You signed in with another tab or window. Reload to refresh your session.You signed out in another tab or window. Reload to refresh your session.You switched accounts on another tab or window. Reload to refresh your session.Dismiss alert
I'm opening this issue as a place to collect searches which could be improved. Individual searches can be broken into issues as they are tackled, but this is essentially a place to get the conversation started.
@ribasushi I think the main issue with the dbix+helper search is that the MetaCPAN search results are collapsed. If you follow through on the link for more results you get https://metacpan.org/search?q=distribution:DBIx-Class-Helpers+dbix%20helper which is much more helpful. I'm not invalidating your comment. I'm just trying to work through what we're seeing. Obviously showing a deprecated module as the first result is not helpful. We should look at tweaking the collapsed search in this kind of case.
@oalders Does ES provide a way to calculate a "churn coefficient"? In other words - can it rank the entries by "most changes since" and thus give you a sane collapse criteria?
You need a way to specify a search by module name -- you effectively have this for the search box autocomplete, but something like module:MooseX ought to give all dists with MooseX in the name rather than a full-text search. SCO has had this feature forever and it's a major gap in MetaCPAN.

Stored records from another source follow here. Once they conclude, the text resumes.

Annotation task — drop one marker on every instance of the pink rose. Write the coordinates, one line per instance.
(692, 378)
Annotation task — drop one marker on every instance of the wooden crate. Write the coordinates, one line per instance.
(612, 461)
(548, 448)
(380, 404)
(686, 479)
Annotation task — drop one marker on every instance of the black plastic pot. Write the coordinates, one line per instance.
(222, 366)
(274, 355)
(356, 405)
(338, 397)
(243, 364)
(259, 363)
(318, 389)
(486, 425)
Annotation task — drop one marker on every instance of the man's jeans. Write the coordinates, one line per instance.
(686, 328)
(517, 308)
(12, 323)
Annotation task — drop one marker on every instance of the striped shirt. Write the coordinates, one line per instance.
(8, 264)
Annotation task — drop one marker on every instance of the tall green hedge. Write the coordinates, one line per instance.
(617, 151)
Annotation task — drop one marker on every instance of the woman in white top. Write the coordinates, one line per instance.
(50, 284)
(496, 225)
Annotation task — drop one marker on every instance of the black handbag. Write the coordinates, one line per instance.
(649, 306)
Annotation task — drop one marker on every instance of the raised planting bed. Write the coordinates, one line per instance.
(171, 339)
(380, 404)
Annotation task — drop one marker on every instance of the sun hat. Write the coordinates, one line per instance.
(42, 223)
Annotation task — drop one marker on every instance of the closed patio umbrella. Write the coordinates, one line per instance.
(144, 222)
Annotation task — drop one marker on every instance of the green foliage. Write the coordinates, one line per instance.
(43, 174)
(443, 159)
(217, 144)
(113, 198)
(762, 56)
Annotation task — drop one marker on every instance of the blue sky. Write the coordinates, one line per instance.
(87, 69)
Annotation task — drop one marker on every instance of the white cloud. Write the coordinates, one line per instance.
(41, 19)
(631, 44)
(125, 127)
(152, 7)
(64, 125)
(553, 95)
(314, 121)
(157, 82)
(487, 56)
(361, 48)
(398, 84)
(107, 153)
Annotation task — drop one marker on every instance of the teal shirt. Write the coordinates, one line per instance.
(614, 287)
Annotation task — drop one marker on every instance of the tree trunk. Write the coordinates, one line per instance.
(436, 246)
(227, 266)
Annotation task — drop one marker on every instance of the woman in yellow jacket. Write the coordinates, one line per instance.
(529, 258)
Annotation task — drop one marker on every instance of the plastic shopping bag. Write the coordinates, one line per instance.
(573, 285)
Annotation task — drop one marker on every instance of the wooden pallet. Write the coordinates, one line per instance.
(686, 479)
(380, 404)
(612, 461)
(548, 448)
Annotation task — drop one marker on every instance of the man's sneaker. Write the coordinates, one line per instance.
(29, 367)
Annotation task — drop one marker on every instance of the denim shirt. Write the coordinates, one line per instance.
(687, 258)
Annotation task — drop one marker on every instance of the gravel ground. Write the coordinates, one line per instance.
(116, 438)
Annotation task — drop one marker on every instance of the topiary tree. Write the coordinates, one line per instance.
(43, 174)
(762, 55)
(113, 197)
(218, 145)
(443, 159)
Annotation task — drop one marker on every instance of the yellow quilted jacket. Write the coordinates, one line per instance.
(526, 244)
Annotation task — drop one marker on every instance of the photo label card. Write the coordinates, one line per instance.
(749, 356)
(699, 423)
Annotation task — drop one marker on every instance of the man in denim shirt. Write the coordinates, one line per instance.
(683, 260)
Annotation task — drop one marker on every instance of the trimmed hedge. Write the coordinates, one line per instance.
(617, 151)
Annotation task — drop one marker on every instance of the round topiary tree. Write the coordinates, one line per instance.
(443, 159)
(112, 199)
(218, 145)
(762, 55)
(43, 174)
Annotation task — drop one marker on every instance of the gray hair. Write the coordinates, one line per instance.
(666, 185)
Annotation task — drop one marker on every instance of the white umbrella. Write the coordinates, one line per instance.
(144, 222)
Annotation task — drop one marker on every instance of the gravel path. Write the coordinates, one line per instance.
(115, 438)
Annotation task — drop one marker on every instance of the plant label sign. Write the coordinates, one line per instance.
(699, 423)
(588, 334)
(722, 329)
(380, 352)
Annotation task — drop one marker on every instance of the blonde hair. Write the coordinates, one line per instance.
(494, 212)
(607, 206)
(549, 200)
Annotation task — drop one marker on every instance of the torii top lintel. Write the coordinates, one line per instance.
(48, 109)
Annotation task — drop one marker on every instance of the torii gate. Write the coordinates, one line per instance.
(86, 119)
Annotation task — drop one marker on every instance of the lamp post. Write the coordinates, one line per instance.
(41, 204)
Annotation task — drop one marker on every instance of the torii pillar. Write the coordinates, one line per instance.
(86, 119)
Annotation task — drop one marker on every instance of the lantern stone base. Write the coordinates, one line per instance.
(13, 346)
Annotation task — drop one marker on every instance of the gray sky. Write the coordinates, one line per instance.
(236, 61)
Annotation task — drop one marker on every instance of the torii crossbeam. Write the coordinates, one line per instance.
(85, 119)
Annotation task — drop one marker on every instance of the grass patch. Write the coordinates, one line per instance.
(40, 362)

What @dagolden is proposing is something we can do relatively easily, so I think we should make that a priority. We'd just need to sort out the syntax. The single colon is part of lucene's search syntax. Also we just need to advertise that you can use lucene's syntax to constrain searches. A good example is https://metacpan.org/search?q=plack+author%3ADAGOLDEN
module.name:MooseX is accepted, but I don't get why it only returns "MooseX" and not any of the subclasses. I thought term queries/filters were contains not equals?
Putting field:val in the search box ends up doing a query_string search (that's what recognizes the operators), not a term filter.
To clarify term filters, they are for exact values (like not_analyzed strings).
The reference docs do use the word "contain" (which isn't very clear) but they also say "not_analyzed":
Matches documents that have fields that contain a term (not analyzed).
which means it won't be tokenized (hence the exact match requirement).
The book ("definitive guide") is slightly more specific:
The term filter is used to filter by exact values, be they numbers, dates, booleans, or not_analyzed exact value string fields".
Also note that the "term" operator doesn't analyze the input, so for example {"filter": {"term": {"file.module.name.analyzed": "MooseX"}}} returns no results, but {"filter": {"term": {"file.module.name.analyzed": "moosex"}}} returns several relevant matches.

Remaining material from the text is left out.